U.S. Commandos Boost Numbers To Train Mexican Forces

WASHINGTON (AP) —

The Pentagon is stepping up aid for Mexico’s bloody drug war with a new U.S.-based special operations headquarters to teach Mexican security forces how to hunt drug cartels the same way special operations teams hunt al-Qaida, according to documents and interviews with several U.S. officials.

Such assistance could help newly elected Mexican President Enrique Pena Nieto establish a military force to focus on drug criminal networks that have terrorized Mexico’s northern states and threatened the Southwest border. Mexican officials say warring gangs have killed at least 70,000 people between 2006 and 2012.

Based at the U.S. Northern Command in Colorado, Special Operations Command-North will build on a commando program that has brought Mexican military, intelligence and law enforcement officials to study U.S. counterterrorist operations from the U.S. to the war zones, to show them how special operations troops built an interagency network to target al-Qaida mastermind Osama bin Laden and his followers.
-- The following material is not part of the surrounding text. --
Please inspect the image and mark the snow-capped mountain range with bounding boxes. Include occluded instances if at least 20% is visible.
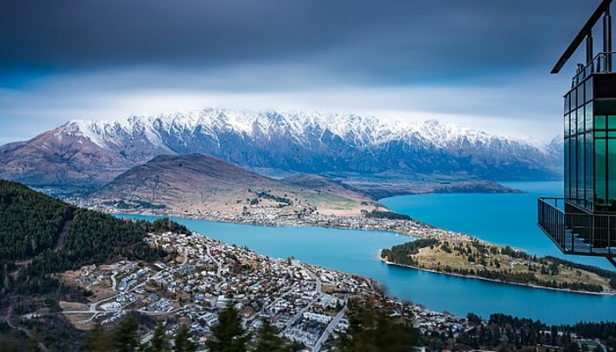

The special operations team in Northcom will be turned into a new headquarters, established in a Dec. 31 memo signed by Defense Secretary Leon Panetta, that will be led by a general instead of a colonel. This move gives the group more autonomy, and the number of people could eventually triple from 30 to 150, meaning the headquarters could expand its training missions with the Mexicans even though no new money is being assigned to the mission.

The special operations program has already helped Mexican officials set up their own intelligence center in Mexico City to target criminal networks, patterned after similar centers in war zones built to target al-Qaida in Afghanistan and Iraq, two current U.S. officials said.